Beiersdorf moves ahead with final stage of restructuring and axes 1,000 jobs

Beiersdorf has announced the final stage of its restructuring programme, which will include the loss of around 1,000 jobs in its operations worldwide.

The job losses will include around 230 positions in the domestic mainstay market of Germany, which will see the company’s global workforce reduced to around 17,000.

Implementation of the strategy will lead to an estimated €125m in extraordinary one-time expenses, while savings in the first financial year of implementation are expected to amount to around €30m, rising to a full effect of €90m by financial year 2014.

“We will aim to find fair solutions for all involved parties,” said Beiersdorf CEO Thomas Quaas. “We have always been able to achieve this in the past and this is also now our goal.”

China operations restructured

The latest cuts will give a further boost to the company’s aim to also restructure its business in China, of which the initial plan was announced at the beginning of this year.

The company says that further to this plan, it now intends to write-down approximately €140m in assets relating synergies and cost savings from the acquisition of its hair care business there.

“Now, in the final phase, a significant increase in the role played by the regions will give us greater freedom and flexibility in implementing our strategy, allowing us to react quickly to regional consumer and market requirements,” said Quaas.

“To achieve this, we also have to realign our corporate structures and processes. This key decision for Beiersdorf will strengthen our future profitability and our competitiveness.”

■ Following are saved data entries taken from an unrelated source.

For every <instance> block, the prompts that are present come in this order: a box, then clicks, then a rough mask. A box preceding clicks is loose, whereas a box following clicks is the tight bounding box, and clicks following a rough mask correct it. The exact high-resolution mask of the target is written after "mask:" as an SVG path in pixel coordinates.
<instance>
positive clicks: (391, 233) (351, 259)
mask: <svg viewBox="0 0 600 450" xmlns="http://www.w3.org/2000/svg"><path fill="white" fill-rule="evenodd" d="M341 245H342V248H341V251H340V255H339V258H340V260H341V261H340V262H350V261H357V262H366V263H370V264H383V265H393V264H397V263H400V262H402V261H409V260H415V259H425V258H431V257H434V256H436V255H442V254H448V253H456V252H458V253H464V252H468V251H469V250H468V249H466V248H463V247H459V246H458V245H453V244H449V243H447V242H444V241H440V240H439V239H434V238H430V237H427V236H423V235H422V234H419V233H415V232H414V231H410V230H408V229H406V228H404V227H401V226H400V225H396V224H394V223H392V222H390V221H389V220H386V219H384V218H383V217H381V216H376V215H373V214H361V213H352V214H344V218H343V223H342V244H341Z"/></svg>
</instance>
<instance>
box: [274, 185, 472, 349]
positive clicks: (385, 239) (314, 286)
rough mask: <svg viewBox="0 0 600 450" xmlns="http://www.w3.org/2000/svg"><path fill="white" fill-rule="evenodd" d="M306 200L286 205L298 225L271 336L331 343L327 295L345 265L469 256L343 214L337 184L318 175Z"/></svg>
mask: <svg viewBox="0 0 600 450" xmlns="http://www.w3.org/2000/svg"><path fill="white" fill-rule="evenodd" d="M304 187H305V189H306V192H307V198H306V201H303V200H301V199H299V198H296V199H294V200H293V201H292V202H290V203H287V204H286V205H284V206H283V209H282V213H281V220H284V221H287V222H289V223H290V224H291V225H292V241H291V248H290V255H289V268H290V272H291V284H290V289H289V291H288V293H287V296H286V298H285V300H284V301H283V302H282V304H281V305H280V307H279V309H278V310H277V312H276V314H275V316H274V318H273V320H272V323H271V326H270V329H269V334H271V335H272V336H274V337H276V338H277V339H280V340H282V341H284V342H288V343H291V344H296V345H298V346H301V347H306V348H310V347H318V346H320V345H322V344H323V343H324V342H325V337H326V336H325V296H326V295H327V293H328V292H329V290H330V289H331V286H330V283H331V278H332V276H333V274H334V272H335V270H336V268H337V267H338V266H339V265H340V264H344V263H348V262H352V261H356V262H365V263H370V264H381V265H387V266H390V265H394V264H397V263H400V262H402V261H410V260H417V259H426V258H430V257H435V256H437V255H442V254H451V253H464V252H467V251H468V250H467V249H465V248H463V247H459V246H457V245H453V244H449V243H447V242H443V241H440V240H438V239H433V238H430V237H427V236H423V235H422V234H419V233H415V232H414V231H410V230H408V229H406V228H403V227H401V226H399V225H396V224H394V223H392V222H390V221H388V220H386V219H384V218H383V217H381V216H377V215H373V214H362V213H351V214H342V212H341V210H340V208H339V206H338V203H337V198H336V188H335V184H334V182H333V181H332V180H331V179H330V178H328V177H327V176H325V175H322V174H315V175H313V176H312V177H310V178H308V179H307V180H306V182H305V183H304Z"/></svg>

The company is aiming to decentralise its operations, giving greater autonomy to its different geographical divisions worldwide. This means that many of the job losses announced in the programme are likely to affect the company’s headquarters in Hamburg.

Bid to win back market share and profitability

The Beiersdorf restructuring was initiated on the back of falling market share and shrinking profits, but after its implementation at the end of last year, the company’s financial results for the first six months of 2011 have already started to show the dividends.

The group recorded organic sales growth of 2.6 per cent during the period. At current exchange rates, group sales were up 1.9 per cent on the previous year, at €2,9bn.

The Consumer business segment increased organic sales by 1.3 per cent in the first six months of 2011 with sales amounting to €2.4bn.

And it was the Nivea brand that saw the biggest transformation, with the streamlining of the product range and the exit from the make-up business, followed in the second quarter by a driven marketing campaign for the brand’s 100th anniversary.